Runtime: 91 minutes
Directed by: Thomas McGuane
Starring: Peter Fonda, Warren Oates, Margot Kidder, Burgess Meredith, Harry Dean Stanton
From: ITC
What an interesting shoot this must have been. I’ll explain later what I’m referring to. This mostly-forgotten 70’s drama was added to the Criterion Channel a few months ago but will leave at the end of the year. Instead of waiting until the last day for viewing, makes sense to do it now. Note that all the versions available are only in SD, VHS both in quality and aspect ratio.
The first interesting detail is that this story was based on a novel by writer Thomas McGuane-not only did it adapt the story to screenplay, this is his lone directing credit. Yes, Michael Crichton did both, but otherwise there still aren’t too many successful novelists turned movie directors. The plot: drifter Peter Fonda returns to Key West, Florida. In that area full of eccentric characters, he becomes a fishing guide. A feud develops with Warren Oates, already an established fishing guide. I’ve been to Key West before, albeit ages ago. It is a charming area full of wacky people—where I look almost normal in comparison!
Besides Fonda and Oates, the rest of the cast was more than enough for me to check out the film: Margot Kidder, Burgess Meredith as his cantankerous grandfather who sadly uses a racial slur, Harry Dean Stanton, Elizabeth Ashley, Sylvia Miles, William Hickey, Louise Lathem, Joe Spinell, and Warren J. Kemmerling.
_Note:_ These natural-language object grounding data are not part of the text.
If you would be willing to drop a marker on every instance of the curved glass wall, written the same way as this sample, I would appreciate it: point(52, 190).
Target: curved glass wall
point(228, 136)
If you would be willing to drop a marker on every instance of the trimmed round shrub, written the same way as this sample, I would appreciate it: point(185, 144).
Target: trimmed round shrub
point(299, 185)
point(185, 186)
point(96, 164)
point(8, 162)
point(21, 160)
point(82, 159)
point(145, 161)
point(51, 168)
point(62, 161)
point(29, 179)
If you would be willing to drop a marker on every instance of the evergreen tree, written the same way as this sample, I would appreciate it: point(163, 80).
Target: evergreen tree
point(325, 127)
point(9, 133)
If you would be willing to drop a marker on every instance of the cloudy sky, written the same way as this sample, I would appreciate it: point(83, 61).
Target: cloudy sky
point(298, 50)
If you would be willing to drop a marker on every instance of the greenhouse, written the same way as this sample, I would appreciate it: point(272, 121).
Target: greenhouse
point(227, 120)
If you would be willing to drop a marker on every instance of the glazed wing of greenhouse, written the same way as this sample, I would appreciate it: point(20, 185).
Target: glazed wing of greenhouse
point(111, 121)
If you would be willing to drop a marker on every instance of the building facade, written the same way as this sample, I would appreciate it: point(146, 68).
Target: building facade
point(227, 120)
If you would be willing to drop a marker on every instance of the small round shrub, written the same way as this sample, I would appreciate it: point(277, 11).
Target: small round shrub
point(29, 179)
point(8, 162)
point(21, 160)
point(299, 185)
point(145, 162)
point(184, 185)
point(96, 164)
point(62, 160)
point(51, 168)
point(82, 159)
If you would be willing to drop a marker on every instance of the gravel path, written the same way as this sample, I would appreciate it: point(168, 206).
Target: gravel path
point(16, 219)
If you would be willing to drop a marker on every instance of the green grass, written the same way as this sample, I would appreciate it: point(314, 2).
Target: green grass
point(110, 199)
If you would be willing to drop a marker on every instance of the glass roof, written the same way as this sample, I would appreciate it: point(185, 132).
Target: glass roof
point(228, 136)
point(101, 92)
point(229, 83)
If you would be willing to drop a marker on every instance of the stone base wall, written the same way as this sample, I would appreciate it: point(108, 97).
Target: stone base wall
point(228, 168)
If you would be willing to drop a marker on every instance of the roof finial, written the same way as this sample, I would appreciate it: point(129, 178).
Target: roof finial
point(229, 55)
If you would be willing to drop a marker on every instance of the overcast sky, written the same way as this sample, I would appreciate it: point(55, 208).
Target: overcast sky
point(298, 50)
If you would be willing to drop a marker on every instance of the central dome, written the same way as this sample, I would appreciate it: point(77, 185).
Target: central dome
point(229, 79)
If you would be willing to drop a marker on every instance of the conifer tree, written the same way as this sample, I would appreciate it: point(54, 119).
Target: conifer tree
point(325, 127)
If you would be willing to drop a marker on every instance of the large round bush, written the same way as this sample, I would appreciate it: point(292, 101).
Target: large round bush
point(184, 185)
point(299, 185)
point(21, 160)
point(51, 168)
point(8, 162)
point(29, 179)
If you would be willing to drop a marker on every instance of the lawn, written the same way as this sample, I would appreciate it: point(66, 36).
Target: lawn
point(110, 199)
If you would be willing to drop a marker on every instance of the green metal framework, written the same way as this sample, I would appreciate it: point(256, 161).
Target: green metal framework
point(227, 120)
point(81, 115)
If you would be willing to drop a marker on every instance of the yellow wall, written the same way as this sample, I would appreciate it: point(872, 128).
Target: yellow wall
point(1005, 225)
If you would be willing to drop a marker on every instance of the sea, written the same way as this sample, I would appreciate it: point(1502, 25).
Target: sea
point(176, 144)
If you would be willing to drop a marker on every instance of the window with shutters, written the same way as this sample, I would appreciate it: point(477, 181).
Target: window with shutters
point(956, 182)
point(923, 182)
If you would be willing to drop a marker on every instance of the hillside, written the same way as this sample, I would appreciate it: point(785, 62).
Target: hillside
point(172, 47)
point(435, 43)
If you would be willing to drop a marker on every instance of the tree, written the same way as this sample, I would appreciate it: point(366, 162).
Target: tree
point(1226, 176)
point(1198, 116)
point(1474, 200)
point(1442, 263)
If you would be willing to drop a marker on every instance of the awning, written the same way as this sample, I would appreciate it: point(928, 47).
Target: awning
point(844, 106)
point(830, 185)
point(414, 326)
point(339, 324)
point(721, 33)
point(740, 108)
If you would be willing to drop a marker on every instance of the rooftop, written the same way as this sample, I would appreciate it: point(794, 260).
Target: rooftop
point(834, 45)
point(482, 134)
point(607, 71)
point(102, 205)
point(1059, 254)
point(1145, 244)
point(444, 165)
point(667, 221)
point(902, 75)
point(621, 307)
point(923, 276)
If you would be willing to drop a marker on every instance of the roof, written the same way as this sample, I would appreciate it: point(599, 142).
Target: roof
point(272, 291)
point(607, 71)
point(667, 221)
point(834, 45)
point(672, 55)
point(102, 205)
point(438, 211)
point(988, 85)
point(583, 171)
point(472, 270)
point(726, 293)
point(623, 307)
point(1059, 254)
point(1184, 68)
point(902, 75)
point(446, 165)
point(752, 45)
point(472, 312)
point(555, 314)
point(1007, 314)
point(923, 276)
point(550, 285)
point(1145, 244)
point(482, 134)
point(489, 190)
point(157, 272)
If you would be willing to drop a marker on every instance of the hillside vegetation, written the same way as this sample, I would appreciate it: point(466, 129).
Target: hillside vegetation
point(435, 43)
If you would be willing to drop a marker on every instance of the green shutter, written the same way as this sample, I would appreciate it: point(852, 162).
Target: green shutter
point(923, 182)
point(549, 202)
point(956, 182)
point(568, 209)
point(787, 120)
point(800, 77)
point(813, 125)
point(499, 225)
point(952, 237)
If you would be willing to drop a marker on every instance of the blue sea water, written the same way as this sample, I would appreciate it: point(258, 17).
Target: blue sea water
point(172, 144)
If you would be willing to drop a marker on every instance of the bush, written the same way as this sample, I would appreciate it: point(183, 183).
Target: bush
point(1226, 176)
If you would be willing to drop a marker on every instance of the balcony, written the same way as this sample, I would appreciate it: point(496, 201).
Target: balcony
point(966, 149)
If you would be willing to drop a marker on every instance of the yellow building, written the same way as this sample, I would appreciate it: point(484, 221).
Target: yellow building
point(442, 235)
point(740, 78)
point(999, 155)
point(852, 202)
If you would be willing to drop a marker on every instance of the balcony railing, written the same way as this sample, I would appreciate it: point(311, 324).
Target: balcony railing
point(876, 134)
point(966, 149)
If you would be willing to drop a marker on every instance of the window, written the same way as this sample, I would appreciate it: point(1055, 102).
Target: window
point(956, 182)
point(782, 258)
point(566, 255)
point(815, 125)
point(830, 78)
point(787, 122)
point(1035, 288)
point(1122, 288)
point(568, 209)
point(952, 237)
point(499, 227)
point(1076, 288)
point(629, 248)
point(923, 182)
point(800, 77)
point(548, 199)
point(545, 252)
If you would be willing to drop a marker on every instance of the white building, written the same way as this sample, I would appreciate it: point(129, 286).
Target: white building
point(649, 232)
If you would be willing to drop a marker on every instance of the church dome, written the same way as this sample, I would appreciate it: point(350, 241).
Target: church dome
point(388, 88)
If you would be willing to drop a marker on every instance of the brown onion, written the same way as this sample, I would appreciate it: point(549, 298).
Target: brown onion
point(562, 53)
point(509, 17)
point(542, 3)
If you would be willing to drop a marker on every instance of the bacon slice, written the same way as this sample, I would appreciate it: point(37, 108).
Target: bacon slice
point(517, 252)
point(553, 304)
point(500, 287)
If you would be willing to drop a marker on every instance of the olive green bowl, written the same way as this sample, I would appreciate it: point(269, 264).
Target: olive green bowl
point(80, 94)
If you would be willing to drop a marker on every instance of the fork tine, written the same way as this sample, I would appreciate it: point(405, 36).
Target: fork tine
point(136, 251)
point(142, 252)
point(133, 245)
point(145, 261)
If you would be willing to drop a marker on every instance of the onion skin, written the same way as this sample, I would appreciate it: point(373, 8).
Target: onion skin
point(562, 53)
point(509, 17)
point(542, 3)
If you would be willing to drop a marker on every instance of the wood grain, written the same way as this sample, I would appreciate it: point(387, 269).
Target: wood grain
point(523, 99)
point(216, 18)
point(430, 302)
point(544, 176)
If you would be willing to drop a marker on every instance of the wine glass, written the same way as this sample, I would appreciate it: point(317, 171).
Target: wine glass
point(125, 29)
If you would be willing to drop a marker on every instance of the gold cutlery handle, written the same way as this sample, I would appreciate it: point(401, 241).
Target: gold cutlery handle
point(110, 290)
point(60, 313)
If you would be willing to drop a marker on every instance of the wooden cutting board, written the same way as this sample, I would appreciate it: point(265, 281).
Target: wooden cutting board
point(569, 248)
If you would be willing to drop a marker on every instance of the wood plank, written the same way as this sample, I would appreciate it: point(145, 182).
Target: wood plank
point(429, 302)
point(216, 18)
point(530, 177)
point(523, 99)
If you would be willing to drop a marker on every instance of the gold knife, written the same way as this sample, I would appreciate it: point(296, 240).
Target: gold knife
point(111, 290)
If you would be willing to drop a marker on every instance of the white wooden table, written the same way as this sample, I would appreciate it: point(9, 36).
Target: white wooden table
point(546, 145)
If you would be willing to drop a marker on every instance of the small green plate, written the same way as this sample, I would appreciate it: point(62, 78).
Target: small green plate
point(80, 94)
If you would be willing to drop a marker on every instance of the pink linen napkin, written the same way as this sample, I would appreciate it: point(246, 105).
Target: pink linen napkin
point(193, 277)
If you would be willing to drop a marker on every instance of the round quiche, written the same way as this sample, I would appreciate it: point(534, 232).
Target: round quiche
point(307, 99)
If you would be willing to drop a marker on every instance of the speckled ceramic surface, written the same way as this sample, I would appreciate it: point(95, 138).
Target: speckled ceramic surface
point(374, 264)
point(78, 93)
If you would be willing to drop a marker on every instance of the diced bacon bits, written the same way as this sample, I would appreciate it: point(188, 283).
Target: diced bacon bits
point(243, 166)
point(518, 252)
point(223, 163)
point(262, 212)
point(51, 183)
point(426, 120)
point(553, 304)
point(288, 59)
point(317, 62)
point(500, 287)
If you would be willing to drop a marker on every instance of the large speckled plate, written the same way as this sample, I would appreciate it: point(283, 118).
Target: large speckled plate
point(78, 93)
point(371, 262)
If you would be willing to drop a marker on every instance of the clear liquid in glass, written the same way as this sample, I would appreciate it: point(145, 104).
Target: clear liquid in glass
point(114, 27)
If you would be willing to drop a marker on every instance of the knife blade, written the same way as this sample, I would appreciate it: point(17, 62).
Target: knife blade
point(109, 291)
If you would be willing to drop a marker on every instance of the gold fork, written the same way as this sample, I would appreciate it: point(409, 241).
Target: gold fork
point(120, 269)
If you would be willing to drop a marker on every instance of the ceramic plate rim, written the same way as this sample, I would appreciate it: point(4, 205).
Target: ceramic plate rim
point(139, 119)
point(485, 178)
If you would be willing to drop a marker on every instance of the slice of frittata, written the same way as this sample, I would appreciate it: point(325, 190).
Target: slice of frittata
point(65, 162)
With the setting, 70’s plot, and cast, I wish the movie would have been loved by me rather than just liked. The direction wasn’t bad in general but I wonder what a more experienced pro would have done.
As an aside, what an interesting life McGuane led during the latter half of the 70’s. He wrote a few screenplays, including Rancho Deluxe and The Missouri Breaks. He divorced his wife Becky in 1974; the next year, she would marry… Peter Fonda. Furthermore, he was married to Kidder at the time but had an affair on set with… Elizabeth Ashley. Unsurprisingly, that marriage ended in divorce. His next marriage (in ’79) did stick. He married… the sister of his pal Jimmy Buffett.
The film is as amiable and laid-back as its Key West setting-even by my standards, sometimes too much so. Be that as it may, as flawed as the movie was and as aimless as the plot could be, the lovely setting of Key West/the Florida Keys, the cast, and the 70’s moments made me not regret too hard the decision to check out a movie I first heard about years ago on… the Rupert Pupkin Speaks blog? Letterboxd? Some other source? That’s lost to the sands of time now. Even if the movie wasn’t a masterpiece, I’d still be happy if it was restored by someone in the future.